We probed for which cell types as likely producers of sDC-HIL in patients with NSCLC (Fig. 3). To examine DC-HIL expression on tumor cells, we used three NSCLC lines established from cancer biopsies. Among these lines, only H1957 NSCLC line expressed DC-HIL on the cell surface; it was greater than SK-MEL-28 melanoma cell line (Fig. 3A) but lower levels of DC-HIL mRNA (Fig. 3B).

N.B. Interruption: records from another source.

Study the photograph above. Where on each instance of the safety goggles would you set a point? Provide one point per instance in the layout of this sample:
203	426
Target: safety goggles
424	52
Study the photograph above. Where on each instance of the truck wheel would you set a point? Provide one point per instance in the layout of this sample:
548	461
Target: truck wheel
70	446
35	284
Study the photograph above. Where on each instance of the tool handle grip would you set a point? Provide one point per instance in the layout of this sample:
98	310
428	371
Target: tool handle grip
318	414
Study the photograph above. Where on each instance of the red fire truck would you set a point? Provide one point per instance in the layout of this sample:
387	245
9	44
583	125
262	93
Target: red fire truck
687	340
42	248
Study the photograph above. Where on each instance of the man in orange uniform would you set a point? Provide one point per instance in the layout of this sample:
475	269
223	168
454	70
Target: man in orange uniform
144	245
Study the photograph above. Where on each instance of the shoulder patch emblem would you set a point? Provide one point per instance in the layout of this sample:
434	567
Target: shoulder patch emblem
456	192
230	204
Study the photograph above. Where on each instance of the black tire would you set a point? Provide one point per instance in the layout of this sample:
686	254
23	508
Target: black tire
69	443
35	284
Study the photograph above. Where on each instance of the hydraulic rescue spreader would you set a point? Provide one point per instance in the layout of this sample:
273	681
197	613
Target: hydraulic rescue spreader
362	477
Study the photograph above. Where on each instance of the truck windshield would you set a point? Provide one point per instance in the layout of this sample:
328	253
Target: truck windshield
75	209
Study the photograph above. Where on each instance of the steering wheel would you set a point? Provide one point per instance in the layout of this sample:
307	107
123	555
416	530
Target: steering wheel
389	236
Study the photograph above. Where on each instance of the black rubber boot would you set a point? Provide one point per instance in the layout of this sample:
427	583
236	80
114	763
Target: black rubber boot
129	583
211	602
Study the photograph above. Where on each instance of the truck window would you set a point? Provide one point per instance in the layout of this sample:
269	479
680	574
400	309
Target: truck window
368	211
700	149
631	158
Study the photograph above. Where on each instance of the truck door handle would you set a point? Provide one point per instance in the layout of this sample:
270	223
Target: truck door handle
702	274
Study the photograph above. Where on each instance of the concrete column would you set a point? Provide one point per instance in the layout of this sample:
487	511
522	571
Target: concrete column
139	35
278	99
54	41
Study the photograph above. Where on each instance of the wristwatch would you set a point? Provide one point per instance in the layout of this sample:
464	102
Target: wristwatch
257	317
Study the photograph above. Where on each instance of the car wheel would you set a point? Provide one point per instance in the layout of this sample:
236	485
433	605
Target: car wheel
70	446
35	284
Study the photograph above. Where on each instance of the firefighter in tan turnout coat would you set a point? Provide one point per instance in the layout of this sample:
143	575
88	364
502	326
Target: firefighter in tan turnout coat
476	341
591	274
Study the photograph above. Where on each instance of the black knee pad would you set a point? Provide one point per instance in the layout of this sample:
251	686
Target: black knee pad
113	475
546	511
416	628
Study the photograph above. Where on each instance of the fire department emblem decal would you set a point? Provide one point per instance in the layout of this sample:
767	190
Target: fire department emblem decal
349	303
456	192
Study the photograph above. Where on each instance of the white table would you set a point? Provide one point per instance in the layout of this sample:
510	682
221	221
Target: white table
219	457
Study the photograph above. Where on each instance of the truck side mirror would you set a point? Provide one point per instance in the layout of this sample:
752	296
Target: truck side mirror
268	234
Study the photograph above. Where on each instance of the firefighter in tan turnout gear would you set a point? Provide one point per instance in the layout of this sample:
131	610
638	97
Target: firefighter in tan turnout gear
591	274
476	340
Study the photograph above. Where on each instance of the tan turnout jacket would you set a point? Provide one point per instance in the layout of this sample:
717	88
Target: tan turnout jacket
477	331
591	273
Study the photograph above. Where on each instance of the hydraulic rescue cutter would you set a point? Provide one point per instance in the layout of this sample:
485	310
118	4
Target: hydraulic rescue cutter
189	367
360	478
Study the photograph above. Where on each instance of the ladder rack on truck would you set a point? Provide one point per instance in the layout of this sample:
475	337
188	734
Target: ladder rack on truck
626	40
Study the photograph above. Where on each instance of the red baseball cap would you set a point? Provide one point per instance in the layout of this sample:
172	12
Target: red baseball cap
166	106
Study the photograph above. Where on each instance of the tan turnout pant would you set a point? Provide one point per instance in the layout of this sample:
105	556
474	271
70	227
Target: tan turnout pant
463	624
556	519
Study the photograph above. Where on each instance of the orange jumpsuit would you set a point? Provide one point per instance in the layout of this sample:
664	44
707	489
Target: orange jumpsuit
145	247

In contrast, all cells expressed PDL1 on the surface constitutively. Despite high levels of surface expression, H1957 line did not produce sDC-HIL in the culture supernatant even when the cell expressed ADAM10 mRNA. For leukocytes, PBMC from patients with NSCLC (n = 3) were fluorescently stained with anti-HLA-DR and anti-CD14 Ab and sorted into four fractions; Fr. 1 (HLA-DR^no/lo CD14⁺ cells); Fr. 2 (HLA-DR^med/hi CD14⁺); Fr. 3 (HLA-DR^med/hi CD14^neg); and Fr. 4 (HLA-DR^no/lo CD14^neg). Each fraction was assayed for DC-HIL and PDL1 expression (Fig. 3C). Among these fractions, HLA-DR^no/lo MDSC and HLA-DR^med/hi CD14⁺ cells expressed highest levels of DC-HIL (ΔMFI: 91 and 62, respectively), with no expression in the other fractions. We then examined sDC-HIL production by these leukocytes. Because monocytic MDSC are a minuscule fraction, PBMC were sorted into CD14⁺ monocytes, CD15⁺ granulocytes, and the other (CD14^neg CD15^neg, which contain B and T cells). DC-HIL mRNA was highest in CD14 monocytes, with no expression by CD15 granular cells (which contain granulocytic MDSC) nor by other leukocytes (Fig. 3D). DC-HIL⁺ cells also expressed ADAM10 mRNA and secreted sDC-HIL into culture (54–113 pg/mL). Thus, CD14 monocytes, but not tumor cells nor granulocytes, may be the primary source of sDC-HIL.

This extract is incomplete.